For the first time since 2009, Northwestern students won’t have to worry about forgetting their sport’s statistics or dear friends’ and professors’ faces after graduation. This spring, NW plans to reincarnate the college yearbook in a way that campus has not experienced in the past: through an iPad app.
The idea for this new platform was proposed by Professor Dayne Logan.
“I’m teaching a class called Multiplatform Communications this semester, and rather than lecturing it made more sense to have students work on developing something that can be hosted in the Apple Store,” Logan said. “I pitched the idea to several groups on campus, and the yearbook fell into place.”

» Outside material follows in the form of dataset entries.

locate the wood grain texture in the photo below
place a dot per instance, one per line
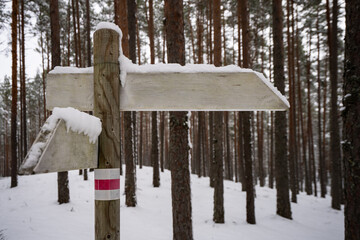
(64, 151)
(70, 90)
(170, 92)
(106, 107)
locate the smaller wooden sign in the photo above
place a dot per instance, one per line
(59, 150)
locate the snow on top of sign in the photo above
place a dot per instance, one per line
(123, 61)
(189, 68)
(34, 155)
(273, 88)
(76, 121)
(68, 70)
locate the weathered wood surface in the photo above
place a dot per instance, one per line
(64, 151)
(198, 91)
(70, 90)
(242, 91)
(106, 107)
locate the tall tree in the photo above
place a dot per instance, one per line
(155, 150)
(180, 175)
(14, 93)
(246, 119)
(351, 117)
(23, 82)
(281, 163)
(218, 123)
(63, 182)
(132, 25)
(121, 20)
(151, 31)
(120, 8)
(336, 187)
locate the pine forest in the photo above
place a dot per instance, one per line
(310, 153)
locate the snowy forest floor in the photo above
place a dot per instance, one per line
(30, 211)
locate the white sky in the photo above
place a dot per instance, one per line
(32, 58)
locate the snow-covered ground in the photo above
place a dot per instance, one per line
(30, 211)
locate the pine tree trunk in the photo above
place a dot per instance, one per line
(132, 9)
(63, 182)
(162, 139)
(218, 165)
(75, 34)
(155, 150)
(120, 8)
(151, 32)
(141, 148)
(14, 93)
(281, 166)
(211, 132)
(218, 129)
(351, 146)
(241, 152)
(23, 89)
(250, 205)
(292, 114)
(78, 32)
(320, 140)
(130, 182)
(228, 154)
(180, 175)
(336, 187)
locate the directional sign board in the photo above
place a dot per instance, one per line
(164, 88)
(59, 150)
(170, 91)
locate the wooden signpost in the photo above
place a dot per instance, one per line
(100, 91)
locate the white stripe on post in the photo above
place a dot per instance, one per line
(107, 184)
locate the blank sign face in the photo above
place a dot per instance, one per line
(199, 92)
(238, 91)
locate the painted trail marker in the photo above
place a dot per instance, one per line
(148, 88)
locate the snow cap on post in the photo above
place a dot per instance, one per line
(123, 61)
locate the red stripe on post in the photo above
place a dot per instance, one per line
(107, 184)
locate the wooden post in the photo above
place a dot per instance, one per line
(107, 108)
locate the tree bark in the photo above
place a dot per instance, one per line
(281, 163)
(63, 185)
(132, 9)
(14, 93)
(335, 156)
(351, 145)
(250, 205)
(218, 167)
(179, 146)
(130, 182)
(155, 150)
(151, 32)
(120, 8)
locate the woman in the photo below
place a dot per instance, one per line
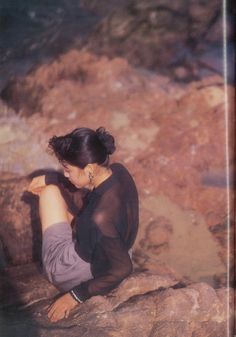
(89, 219)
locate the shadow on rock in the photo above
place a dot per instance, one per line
(13, 321)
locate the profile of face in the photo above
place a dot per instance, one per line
(77, 176)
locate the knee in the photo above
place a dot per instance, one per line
(50, 191)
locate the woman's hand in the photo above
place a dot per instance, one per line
(37, 185)
(62, 307)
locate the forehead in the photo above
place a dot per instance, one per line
(67, 166)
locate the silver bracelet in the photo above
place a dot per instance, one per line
(76, 297)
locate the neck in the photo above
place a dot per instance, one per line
(102, 174)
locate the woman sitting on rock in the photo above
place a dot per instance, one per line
(89, 219)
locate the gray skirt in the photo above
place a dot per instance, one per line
(61, 264)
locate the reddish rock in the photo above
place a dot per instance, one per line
(166, 136)
(152, 308)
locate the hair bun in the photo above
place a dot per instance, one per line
(106, 139)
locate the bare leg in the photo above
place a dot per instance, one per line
(52, 207)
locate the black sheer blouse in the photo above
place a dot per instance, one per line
(106, 223)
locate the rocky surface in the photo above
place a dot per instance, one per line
(144, 305)
(166, 135)
(171, 137)
(181, 39)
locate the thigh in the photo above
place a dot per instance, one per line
(52, 207)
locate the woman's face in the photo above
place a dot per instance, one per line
(76, 176)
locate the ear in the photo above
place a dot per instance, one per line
(89, 169)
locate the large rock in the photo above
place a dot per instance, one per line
(20, 230)
(143, 305)
(166, 135)
(160, 35)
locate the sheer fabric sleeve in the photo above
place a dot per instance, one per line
(74, 197)
(111, 245)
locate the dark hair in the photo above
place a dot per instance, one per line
(83, 146)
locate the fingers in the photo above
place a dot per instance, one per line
(56, 313)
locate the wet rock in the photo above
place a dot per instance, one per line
(142, 31)
(20, 230)
(166, 135)
(159, 307)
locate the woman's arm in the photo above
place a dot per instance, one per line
(120, 268)
(74, 197)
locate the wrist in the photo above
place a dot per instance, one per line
(75, 297)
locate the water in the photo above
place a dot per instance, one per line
(33, 33)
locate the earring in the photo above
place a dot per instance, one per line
(90, 177)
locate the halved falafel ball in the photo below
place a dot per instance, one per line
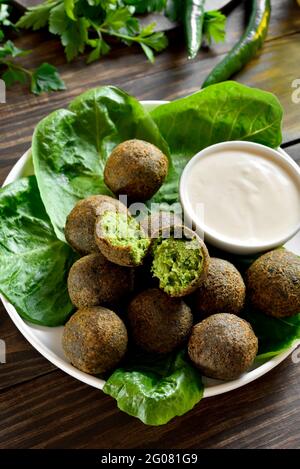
(93, 280)
(180, 262)
(94, 339)
(158, 323)
(80, 224)
(273, 283)
(137, 169)
(121, 239)
(222, 291)
(223, 346)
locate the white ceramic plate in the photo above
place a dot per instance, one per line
(47, 340)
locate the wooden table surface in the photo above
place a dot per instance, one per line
(42, 407)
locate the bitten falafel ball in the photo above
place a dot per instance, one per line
(180, 261)
(223, 346)
(137, 169)
(94, 340)
(154, 223)
(158, 323)
(121, 239)
(93, 280)
(273, 283)
(222, 291)
(80, 224)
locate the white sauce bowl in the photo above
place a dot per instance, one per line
(214, 236)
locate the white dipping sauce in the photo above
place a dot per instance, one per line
(248, 197)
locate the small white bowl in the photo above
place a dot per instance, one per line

The team designing the app is made up entirely of students. The group is led by sophomore Kara Nonnemacher, the project manager, and sophomore Emilee Berry, the creative director. The rest of the team is made up of senior Sara Van Gorp, junior Katie Krebs, and senior Meridel Weitz.
“We’ve mainly focused on designing templates, so hopefully it will be easy for someone to pick up this project in future years and plug in the next year’s information,” Berry said.
A Lookbook might also be available in future editions.
Since 2009, all student records have been stored in a database in the Computing Service Department. Most of the information for the app is being drawn from this database, the NW Beacon’s records and the NW public relations department’s photo database.
“You can expect to see information about athletics, fine arts, campus life, special events and students studying off-campus and abroad,” Berry said. “There will be lots of photos, and the app will link to sports statistics on NW’s website.”
The main reason for the discontinuation of the print yearbook was the cost. The last print edition of the yearbook was distributed in 2009 and cost the college approximately $35,000. Distributing the yearbook on the iPad will cost a mere $1,000.
“I think the app is a great way to present this information because we’re keeping up with times and adapting to where there’s a demand,” Nonnemacher said.
The group has finished most of the design stages of the app and will soon be submitting their work to the Apple Store for approval before its launch. Upon approval, the app will be available to anyone as a free download.
“I’d love to see students in future years allowed even more flexibility,” Logan said. “We’re working out the kinks, and I’m so proud of how patient the students have been. Hopefully they will be allowed even more room to be ambitious with their designs in the future.”